House prices fell again in March. A 0.8 percent monthly decline in the Nationwide measure was steeper than the market consensus and the seventh drop in a row. Following an unrevised 0.5 percent slide in February, this reduced annual inflation from minus 1.1 percent to minus 3.1 percent, only its second sub-zero reading since June 2020 but the largest decline since July 2009.

The March data put the first quarter change at minus 1.9 percent, up from minus 2.2 percent in the three months to February but its fifth consecutive negative print and clearly indicative of a weakening trend. All regions posted a quarterly fall. Looking ahead, consumer confidence remains historically weak and deposit requirements for first-time buyers prohibitively high but supply shortages remain supportive. In sum, the near-term outlook for prices remains soft.

More generally though, today's data put the UK's ECDI at 19 and the ECDI-P at 17, both values showing that overall economic activity is now outperforming market expectations.

Market Consensus Before Announcement

Prices are expected to fall 0.3 percent on the month following a 0.5 percent drop in February.

Definition

The Nationwide House Price Index (HPI) provides house price information derived from Nationwide lending data for properties at the post survey approval stage. Nationwide house prices are mix adjusted; that is, they track a representative house price over time rather than the simple average price.

Description

Home values affect much in the economy especially the housing and consumer sectors. Periods of rising home values encourage new construction while periods of soft home prices can damp housing starts. Changes in home values play key roles in consumer spending and in consumer financial health. During the first half of this decade sharply rising home prices boosted how much home equity households held. In turn, this increased consumers' ability to spend, based on wealth effects and from being able to draw upon expanding home equity lines of credit.

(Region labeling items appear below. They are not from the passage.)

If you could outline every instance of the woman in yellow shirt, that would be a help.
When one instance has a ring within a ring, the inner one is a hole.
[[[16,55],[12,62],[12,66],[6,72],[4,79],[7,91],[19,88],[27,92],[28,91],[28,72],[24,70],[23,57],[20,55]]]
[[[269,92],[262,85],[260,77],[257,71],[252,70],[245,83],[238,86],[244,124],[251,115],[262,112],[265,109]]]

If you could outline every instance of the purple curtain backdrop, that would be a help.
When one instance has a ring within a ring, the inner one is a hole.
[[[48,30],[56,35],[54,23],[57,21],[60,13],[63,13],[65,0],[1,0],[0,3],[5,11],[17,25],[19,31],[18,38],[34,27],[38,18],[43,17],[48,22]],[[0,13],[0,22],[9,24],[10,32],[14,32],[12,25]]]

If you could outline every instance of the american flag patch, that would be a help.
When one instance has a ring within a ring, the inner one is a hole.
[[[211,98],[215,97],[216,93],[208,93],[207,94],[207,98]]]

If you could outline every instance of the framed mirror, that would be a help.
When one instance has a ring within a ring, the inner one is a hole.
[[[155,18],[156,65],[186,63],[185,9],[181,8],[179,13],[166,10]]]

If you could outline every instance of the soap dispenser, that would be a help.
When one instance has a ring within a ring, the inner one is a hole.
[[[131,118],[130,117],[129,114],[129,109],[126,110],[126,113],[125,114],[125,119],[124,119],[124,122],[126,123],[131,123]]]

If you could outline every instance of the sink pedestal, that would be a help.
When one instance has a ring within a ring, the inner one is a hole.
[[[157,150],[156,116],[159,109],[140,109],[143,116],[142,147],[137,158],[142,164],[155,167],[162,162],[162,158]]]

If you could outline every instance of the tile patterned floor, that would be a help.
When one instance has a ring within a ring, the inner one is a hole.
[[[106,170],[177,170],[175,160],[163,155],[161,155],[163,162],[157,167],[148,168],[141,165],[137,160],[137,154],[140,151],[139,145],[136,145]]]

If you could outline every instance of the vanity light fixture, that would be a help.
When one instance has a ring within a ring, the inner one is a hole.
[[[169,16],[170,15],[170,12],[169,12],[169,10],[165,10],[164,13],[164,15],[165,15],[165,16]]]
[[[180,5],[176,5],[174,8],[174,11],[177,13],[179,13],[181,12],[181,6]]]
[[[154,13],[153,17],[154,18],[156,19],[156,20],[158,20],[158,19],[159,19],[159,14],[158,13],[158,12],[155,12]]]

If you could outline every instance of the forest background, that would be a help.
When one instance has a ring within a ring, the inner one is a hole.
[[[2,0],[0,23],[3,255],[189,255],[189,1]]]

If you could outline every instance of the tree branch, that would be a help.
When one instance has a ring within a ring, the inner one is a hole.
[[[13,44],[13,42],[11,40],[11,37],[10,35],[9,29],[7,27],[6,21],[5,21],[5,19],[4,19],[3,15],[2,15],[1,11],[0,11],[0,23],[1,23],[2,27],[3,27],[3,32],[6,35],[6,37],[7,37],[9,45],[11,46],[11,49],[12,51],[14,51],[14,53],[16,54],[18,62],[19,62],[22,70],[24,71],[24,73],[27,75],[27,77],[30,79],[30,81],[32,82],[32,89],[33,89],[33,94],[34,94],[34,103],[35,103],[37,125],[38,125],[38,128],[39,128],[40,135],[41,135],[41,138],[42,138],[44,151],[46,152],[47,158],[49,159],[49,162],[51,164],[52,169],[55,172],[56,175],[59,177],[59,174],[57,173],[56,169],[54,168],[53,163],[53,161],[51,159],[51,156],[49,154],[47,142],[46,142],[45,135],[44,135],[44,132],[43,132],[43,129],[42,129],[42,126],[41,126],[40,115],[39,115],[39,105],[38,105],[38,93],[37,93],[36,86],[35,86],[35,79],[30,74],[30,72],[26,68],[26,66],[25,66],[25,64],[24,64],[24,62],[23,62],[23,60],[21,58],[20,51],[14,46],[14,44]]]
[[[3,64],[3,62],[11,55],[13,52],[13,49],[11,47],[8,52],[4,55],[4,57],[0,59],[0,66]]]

Although the Nationwide data are calculated similar to the Halifax method Nationwide substantially updated their system in 1993 following the publication of the 1991 census data. These improvements mean that Nationwide's system is more robust to lower sample sizes because it better identifies and tracks representative house prices. Historically, the data go back to 1952 on a quarterly basis and 1991 on a monthly basis.

Over long periods the Halifax and Nationwide series of house prices tend to follow similar patterns. This stems from both Nationwide and Halifax using similar statistical techniques to produce their prices. Nationwide's average price differs because the representative property tracked is different in make up to that of Halifax.